I was about to report the errata to RFC 9116, but it got more interesting as the ABNF Grammar also states:

The file format of the "security.txt" file MUST be plain text (MIME type "text/plain") as defined in Section 4.1.3 of [RFC2046] and MUST be encoded using UTF-8 [RFC3629] in Net-Unicode form [RFC5198].

The requirement of CRLF comes from there:

Considering that, there is a dilemma:

Please share your ideas on which of these approaches would be better, @eikendev @EdOverflow @nightwatchcyber!

yakovsh commented 10 months ago

Even if RFCs 2048 and 5198 are referenced, this RFC can still override them somewhat which is what we tried to do with section 2.2. IMHO the best course of action would be an errata to the ABNF but something similar to this:

CRLF             =  [CR] LF
                      ; both CRLF and LF line separators can be used (see Section 2.2)
oh2fih commented 10 months ago

@yakovsh I like that idea as it would handle the issue keeping the errata report simple. The result would be less strict validation as intended in the section 2.2 that would be more practical, too. Redefining CRLF locally as [CR] LF does not seem elegant, but sure it is efficient. I can use the "notes" field for summarizing the rationale behind the suggested modification.

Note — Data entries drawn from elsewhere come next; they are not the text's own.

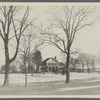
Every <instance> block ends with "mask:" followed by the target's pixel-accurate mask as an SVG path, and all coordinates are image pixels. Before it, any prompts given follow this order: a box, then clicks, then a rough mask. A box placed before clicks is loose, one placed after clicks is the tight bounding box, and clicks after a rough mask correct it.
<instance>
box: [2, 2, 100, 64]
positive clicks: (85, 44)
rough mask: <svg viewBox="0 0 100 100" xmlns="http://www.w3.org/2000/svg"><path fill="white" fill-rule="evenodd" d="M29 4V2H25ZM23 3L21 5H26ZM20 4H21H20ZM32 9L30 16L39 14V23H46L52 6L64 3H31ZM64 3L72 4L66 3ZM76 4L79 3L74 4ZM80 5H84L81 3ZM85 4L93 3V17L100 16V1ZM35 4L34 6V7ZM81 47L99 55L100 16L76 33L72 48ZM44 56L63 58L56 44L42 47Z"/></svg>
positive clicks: (90, 53) (82, 50) (68, 4)
mask: <svg viewBox="0 0 100 100" xmlns="http://www.w3.org/2000/svg"><path fill="white" fill-rule="evenodd" d="M25 4H27V5H28V3H25ZM25 4H23V3H22V4H21V3H20V5H25ZM18 5H19V4H18ZM29 5H30V7H31V8H32V9H31V14H30V16H34V15H35V16H38V23H46V21H47V19H48V17H49V15H48V14H47V12H49V11H52V10H53V9H51V8H52V7H54V6H55V5H57V6H62V5H63V4H61V3H58V4H56V3H52V4H50V3H36V4H35V3H30V4H29ZM64 5H71V3H70V4H67V3H64ZM74 5H77V6H78V5H79V4H78V3H77V4H74ZM80 5H83V3H82V4H80ZM84 5H91V7H93V8H94V9H95V12H94V13H93V16H91V18H96V17H99V16H100V3H98V4H94V3H91V4H84ZM33 6H34V7H33ZM0 45H1V46H0V65H2V64H3V63H4V50H3V44H2V40H1V38H0ZM76 48H80V49H81V50H82V51H83V52H86V53H89V54H94V55H99V53H100V17H99V18H98V20H97V21H96V22H95V24H94V25H93V26H91V27H87V28H85V29H82V30H81V31H79V33H78V34H77V35H76V37H75V39H74V43H73V45H72V49H73V50H74V49H76ZM41 53H42V57H43V59H45V58H48V57H54V56H57V59H58V60H61V57H60V56H61V54H60V50H58V49H57V48H56V47H54V46H47V47H45V48H43V49H41Z"/></svg>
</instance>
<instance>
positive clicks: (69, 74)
mask: <svg viewBox="0 0 100 100" xmlns="http://www.w3.org/2000/svg"><path fill="white" fill-rule="evenodd" d="M69 59H70V50H68V53H67V59H66V60H67V61H66V83H69V82H70V73H69Z"/></svg>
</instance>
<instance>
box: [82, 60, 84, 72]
mask: <svg viewBox="0 0 100 100" xmlns="http://www.w3.org/2000/svg"><path fill="white" fill-rule="evenodd" d="M82 68H83V72H84V64H83V62H82Z"/></svg>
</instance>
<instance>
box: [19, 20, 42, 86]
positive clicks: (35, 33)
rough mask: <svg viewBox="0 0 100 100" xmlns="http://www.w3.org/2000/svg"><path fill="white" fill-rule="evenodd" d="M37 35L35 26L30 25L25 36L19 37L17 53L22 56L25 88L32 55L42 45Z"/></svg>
mask: <svg viewBox="0 0 100 100" xmlns="http://www.w3.org/2000/svg"><path fill="white" fill-rule="evenodd" d="M34 21H35V20H34ZM38 35H39V34H38V28H37V27H36V26H35V25H30V27H29V28H28V30H27V31H26V32H25V34H23V35H22V37H21V41H20V47H19V53H20V55H21V56H23V63H24V67H25V86H27V71H28V66H31V67H33V61H32V56H33V55H32V54H33V52H35V51H36V50H37V48H38V47H39V46H41V45H42V44H43V40H41V39H40V38H38ZM32 73H33V72H32Z"/></svg>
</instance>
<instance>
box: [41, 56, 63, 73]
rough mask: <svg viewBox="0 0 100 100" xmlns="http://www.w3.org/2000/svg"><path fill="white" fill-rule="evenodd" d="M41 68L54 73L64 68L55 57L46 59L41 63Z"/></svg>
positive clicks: (61, 63) (55, 57) (51, 57)
mask: <svg viewBox="0 0 100 100" xmlns="http://www.w3.org/2000/svg"><path fill="white" fill-rule="evenodd" d="M42 66H44V67H45V69H46V71H47V72H56V71H59V70H61V69H62V68H63V67H64V64H63V63H62V62H59V61H58V60H57V59H56V57H55V58H53V57H51V58H47V59H45V60H44V61H43V63H42Z"/></svg>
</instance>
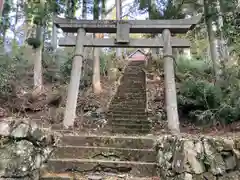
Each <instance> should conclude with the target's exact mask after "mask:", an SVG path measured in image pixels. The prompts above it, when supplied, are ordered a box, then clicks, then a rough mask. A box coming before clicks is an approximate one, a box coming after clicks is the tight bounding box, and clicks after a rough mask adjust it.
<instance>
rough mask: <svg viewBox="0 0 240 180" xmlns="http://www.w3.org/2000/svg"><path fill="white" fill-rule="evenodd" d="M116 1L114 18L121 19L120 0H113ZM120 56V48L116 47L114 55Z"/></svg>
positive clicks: (118, 57) (121, 3)
mask: <svg viewBox="0 0 240 180" xmlns="http://www.w3.org/2000/svg"><path fill="white" fill-rule="evenodd" d="M115 3H116V20H121V16H122V0H115ZM121 56H122V49H121V48H116V57H117V58H118V59H120V58H121Z"/></svg>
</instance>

I will probably file the errata report later during the weekend. If confirmed, the report can be used to adjust the validators (like eikendev/sectxt) to comply with the intent of RFC 9116 rather than the strict ABNF grammar.

oh2fih commented 10 months ago

This has now been reported as Errata ID 7743.

   CRLF             =  [CR] LF
                         ; Both CRLF and LF line separators can be used
                         ; (see Section 2.2) as long as the entire file
                         ; uses the chosen line separator.

Notes:

RFC 9116 section 2.2 accepts both CRLF and LF line separators. There is a contradiction in the ABNF Grammar as it suggests only CRLF would be allowed elsewhere whereas LF is an option in "cleartext" & "eol". For consistency, the CRLF should either be mandatory or optional on the entire file, and only CRLF or LF should be used in a single file instead of mixing them.

The referenced RFC 2046 (section 4.1.1) and 5198 (section 2) have chosen the CRLF sequence as a MUST. On the other hand, the context is OpenPGP Message Format that canonicalizes the signed text documents by converting LF to CRLF before signing (RFC 4880, 5.4.2), and the receiving software should convert them to native line endings (RFC 4880, 5.9).

This report respects the intent of section 2.2 to treat line separators more liberally and recognizes that it is not an issue in the context of RFC 4880. The goal is to describe this in the ABNF Grammar with the smallest possible change, resulting in "CRLF" being locally redefined as "[CR] LF".